2.5. Transient Silencing of CIAPIN1 Gene Using siRNA

Since CIAPIN1 expression in the cell lysates of KKU-100 and KKU-213A cells was higher than that of the other CCA cell lines, we selected these cell lines for the CIAPIN1 gene silencing experiments. In brief, for the CIAPIN1 gene silencing using a siRNA technique, the cells (4.5 × 105 cells/well) were seeded in a 6-well plate and cultured overnight before being transfected with 75 pM of siCIAPIN1 (Cat#sc-60168, Santa Cruz Biotechnology, Inc., Dallas, TX, USA), while scrambled siRNA (Cat#AM4611, Invitrogen, Carlsbad, CA, USA) was used as a negative control. Transfection was carried out using Lipofectamine 3000 (Invitrogen, Carlsbad, CA, USA) according to the manufacturer’s instructions. After 6 h of transfection, the culture medium was replaced with a complete medium, and the plates were incubated at 37 °C for 24 h. To check the suppression of protein expression, the cells were harvested in lysis buffer and incubated at 4 °C for 10 min. The cell lysate was centrifuged at 20,000× g (4 °C) for 30 min. The level of CIAPIN1 protein was determined using Western blot analysis with β-actin as a loading control. In addition, CIAPIN1-silenced and control scrambled cells were tested for migration and invasion assay in vitro as given below.

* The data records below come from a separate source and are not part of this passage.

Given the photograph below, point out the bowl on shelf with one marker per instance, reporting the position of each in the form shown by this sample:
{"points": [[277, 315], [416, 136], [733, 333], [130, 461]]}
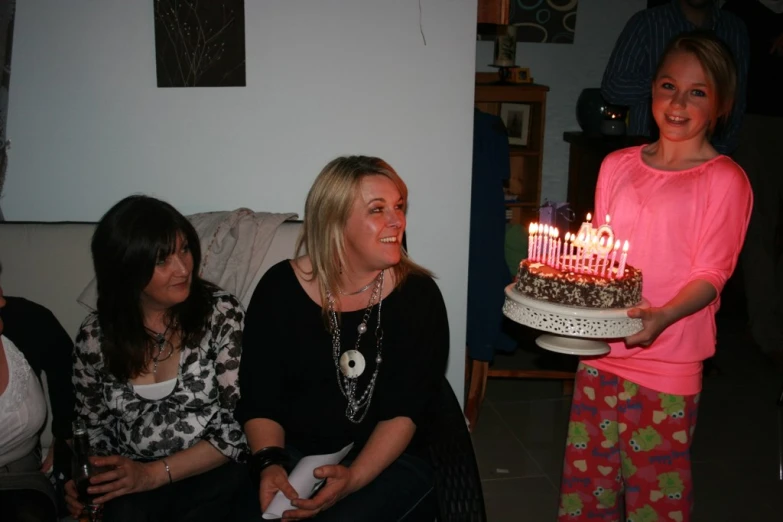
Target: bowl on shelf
{"points": [[598, 117]]}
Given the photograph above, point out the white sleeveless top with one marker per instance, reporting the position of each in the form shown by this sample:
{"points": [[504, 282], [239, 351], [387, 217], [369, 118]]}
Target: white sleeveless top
{"points": [[155, 391], [22, 407]]}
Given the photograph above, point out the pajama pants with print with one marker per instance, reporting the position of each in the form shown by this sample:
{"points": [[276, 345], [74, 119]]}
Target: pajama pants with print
{"points": [[627, 454]]}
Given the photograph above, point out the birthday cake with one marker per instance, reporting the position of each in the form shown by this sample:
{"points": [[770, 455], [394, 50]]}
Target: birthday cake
{"points": [[582, 270]]}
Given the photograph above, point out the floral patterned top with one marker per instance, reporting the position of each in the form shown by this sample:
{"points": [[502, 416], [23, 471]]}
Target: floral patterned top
{"points": [[200, 407]]}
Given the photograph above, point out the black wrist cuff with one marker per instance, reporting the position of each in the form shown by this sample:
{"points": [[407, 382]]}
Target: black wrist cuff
{"points": [[269, 456]]}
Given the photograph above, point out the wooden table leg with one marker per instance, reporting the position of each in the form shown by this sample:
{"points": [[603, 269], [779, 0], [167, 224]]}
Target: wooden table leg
{"points": [[477, 387]]}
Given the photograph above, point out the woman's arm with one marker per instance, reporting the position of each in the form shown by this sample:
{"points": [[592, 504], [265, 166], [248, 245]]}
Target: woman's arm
{"points": [[88, 387], [128, 476], [693, 297], [223, 431], [719, 238], [386, 443], [263, 433]]}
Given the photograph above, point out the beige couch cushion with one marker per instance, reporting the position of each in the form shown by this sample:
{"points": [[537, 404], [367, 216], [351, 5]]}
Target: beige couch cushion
{"points": [[50, 263]]}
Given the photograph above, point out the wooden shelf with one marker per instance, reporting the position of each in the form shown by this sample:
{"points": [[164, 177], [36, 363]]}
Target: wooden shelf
{"points": [[517, 150], [521, 204]]}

2.6. Sample Preparation for Tryptic Digestion

After transfection of siRNA or scramble RNA, cell lysates of CIAPIN1 gene-silenced and scramble-treated control cells were prepared and their protein content was determined by Lowry assay using BSA as a protein standard. In-gel digestion was performed using an in-house method developed by the Functional Proteomics Technology Laboratory, National Center for Genetic Engineering and Biotechnology, Thailand. Briefly, 4 µg of total proteins were directly incorporated into a 12.5% polyacrylamide and congealed in a microtube, reduced disulfide bonds using 5 mM dithiothreitol (DTT) in 10 mM AMBIC at 60 °C for 1 h, and alkylated sulfhydryl groups using 15 mM iodoacetamide (IAA) in 10 mM AMBIC at RT for 45 min in the dark. For digestion, samples were mixed with 50 ng/µL of sequencing grade trypsin (1:20 ratio) (Promega, Walldorf, Germany) and incubated at 37 °C overnight. Prior to LC–MS/MS analysis, the digested samples were dried and protonated with 0.1% formic acid before injection into LC–MS/MS. The LC–MS/MS data analysis and protein identification were performed as described previously [16]. The LC–MS analysis of each sample was done in triplicate.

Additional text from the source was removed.